Mortality rates are improving by around one per cent each year, according to British consultancy Mercer, with those born between 1925 and 1940 experiencing a rate of around 3-4 per cent a year.
For employers faced with funding more pension scheme members for longer, this trend is making an enormous difference to the size of their pension liabilities – and means more companies than ever are simply deciding to cut their losses and run.
As new research by the UK Association of Consulting Actuaries (ACA) has found, more than eight out of 10 defined benefit, or final salary, pension schemes, have now been closed to new entrants, up from 68 per cent two years ago.
The number of schemes also closed to future accruals from existing members is now 14 per cent, up from a tenth two years ago.
The recognition of longer life expectancy has led to the arrival on the market of a range of new insurance and investment-based products, pointed out Mercer.
But many had much higher costs and strict limitations, it added.
"Until recently, there has been a shortage of investors looking to offer a solution and 'buy' longevity risk," said Mercer principal Richard Giles.
"Investment banks and hedge funds are now also developing longevity derivatives and this could be an important step along a rapid path to allowing longevity risk to be traded," he added.
Some provided protection for a limited period, normally 10 or 15 years, while others were based on an index rather than being customised to a particular scheme, he explained.
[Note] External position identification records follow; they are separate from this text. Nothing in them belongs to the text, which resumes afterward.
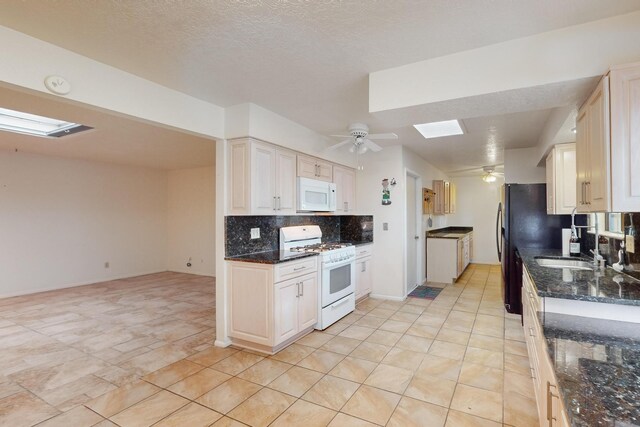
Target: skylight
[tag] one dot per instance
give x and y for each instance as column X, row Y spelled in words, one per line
column 438, row 129
column 30, row 124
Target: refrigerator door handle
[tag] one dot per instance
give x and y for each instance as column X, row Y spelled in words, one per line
column 499, row 231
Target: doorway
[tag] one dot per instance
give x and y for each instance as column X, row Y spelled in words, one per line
column 414, row 230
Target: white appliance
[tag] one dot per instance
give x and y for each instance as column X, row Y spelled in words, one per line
column 316, row 196
column 336, row 293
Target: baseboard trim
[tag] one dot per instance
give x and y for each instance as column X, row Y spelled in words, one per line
column 79, row 284
column 387, row 297
column 176, row 270
column 222, row 343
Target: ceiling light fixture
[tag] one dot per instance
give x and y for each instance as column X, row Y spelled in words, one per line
column 31, row 124
column 438, row 129
column 489, row 175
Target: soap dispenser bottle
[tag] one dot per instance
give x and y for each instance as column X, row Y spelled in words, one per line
column 574, row 243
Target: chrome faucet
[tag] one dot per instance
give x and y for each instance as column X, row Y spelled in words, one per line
column 598, row 260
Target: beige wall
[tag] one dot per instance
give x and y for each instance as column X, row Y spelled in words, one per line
column 191, row 220
column 477, row 206
column 61, row 220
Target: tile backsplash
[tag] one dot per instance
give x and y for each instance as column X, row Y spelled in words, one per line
column 351, row 228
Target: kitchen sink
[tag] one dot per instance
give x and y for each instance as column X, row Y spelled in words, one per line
column 574, row 264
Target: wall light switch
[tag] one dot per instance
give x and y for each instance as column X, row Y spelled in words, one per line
column 630, row 244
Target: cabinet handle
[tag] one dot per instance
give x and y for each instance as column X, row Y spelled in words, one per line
column 550, row 397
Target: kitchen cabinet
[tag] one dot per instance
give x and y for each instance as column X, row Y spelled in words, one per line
column 262, row 179
column 363, row 270
column 444, row 198
column 310, row 167
column 608, row 144
column 551, row 410
column 561, row 179
column 448, row 257
column 272, row 305
column 345, row 180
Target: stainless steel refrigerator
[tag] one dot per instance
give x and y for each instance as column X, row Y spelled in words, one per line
column 522, row 222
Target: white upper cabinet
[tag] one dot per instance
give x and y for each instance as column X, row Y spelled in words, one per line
column 262, row 179
column 561, row 179
column 345, row 180
column 608, row 144
column 625, row 138
column 310, row 167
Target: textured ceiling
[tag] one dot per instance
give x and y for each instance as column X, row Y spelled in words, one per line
column 306, row 60
column 114, row 139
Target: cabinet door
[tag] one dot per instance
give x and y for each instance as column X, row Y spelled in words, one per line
column 625, row 139
column 565, row 179
column 239, row 186
column 452, row 198
column 286, row 298
column 598, row 128
column 263, row 179
column 325, row 171
column 345, row 180
column 582, row 160
column 460, row 255
column 308, row 302
column 285, row 182
column 447, row 197
column 307, row 167
column 438, row 199
column 363, row 277
column 551, row 182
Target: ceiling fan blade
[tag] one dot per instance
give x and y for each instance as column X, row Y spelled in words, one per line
column 340, row 144
column 371, row 145
column 382, row 136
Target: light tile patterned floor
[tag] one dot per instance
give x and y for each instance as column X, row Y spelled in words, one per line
column 138, row 352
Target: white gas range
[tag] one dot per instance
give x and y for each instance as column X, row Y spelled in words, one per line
column 337, row 270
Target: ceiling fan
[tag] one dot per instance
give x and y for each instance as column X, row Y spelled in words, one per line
column 490, row 174
column 361, row 139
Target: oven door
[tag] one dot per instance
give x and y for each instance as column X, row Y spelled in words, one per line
column 338, row 281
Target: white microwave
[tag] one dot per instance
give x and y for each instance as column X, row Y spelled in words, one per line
column 316, row 196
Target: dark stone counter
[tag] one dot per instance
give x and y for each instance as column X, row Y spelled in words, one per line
column 597, row 365
column 606, row 286
column 269, row 257
column 449, row 232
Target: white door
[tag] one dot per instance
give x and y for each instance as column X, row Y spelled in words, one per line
column 413, row 237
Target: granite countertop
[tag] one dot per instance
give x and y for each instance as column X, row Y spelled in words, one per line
column 269, row 257
column 449, row 232
column 584, row 285
column 597, row 365
column 276, row 257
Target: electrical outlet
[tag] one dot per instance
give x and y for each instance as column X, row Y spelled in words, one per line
column 630, row 244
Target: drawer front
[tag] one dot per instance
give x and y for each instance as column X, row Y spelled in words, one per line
column 291, row 269
column 365, row 250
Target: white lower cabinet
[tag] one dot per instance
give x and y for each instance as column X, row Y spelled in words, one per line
column 447, row 258
column 363, row 271
column 272, row 305
column 551, row 410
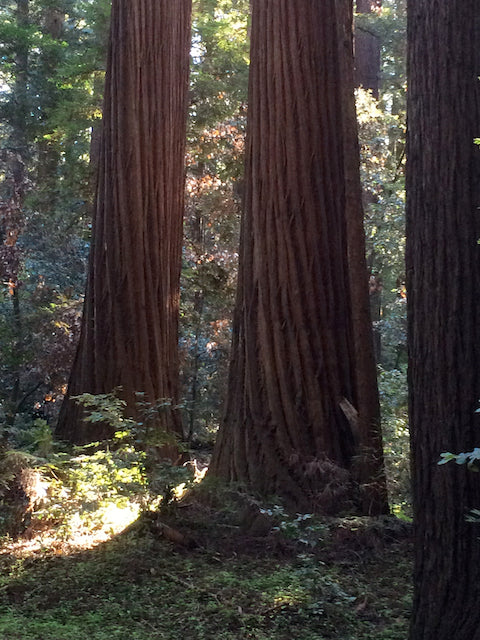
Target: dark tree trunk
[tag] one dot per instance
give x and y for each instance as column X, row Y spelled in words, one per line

"Some of the current options on the market may appear to come with a large price tag. Pension schemes will need to increase their understanding of the longevity risks they face to determine whether the price is worth paying," Giles said.
The research comes against a backdrop of already mounting costs. The ACA survey of 336 employers found a pattern of mounting pension costs for those employers running final salary schemes.
Over the past five years, the average employer contribution had nearly doubled from 11.5 per cent to 22.6 per cent of earnings, it said.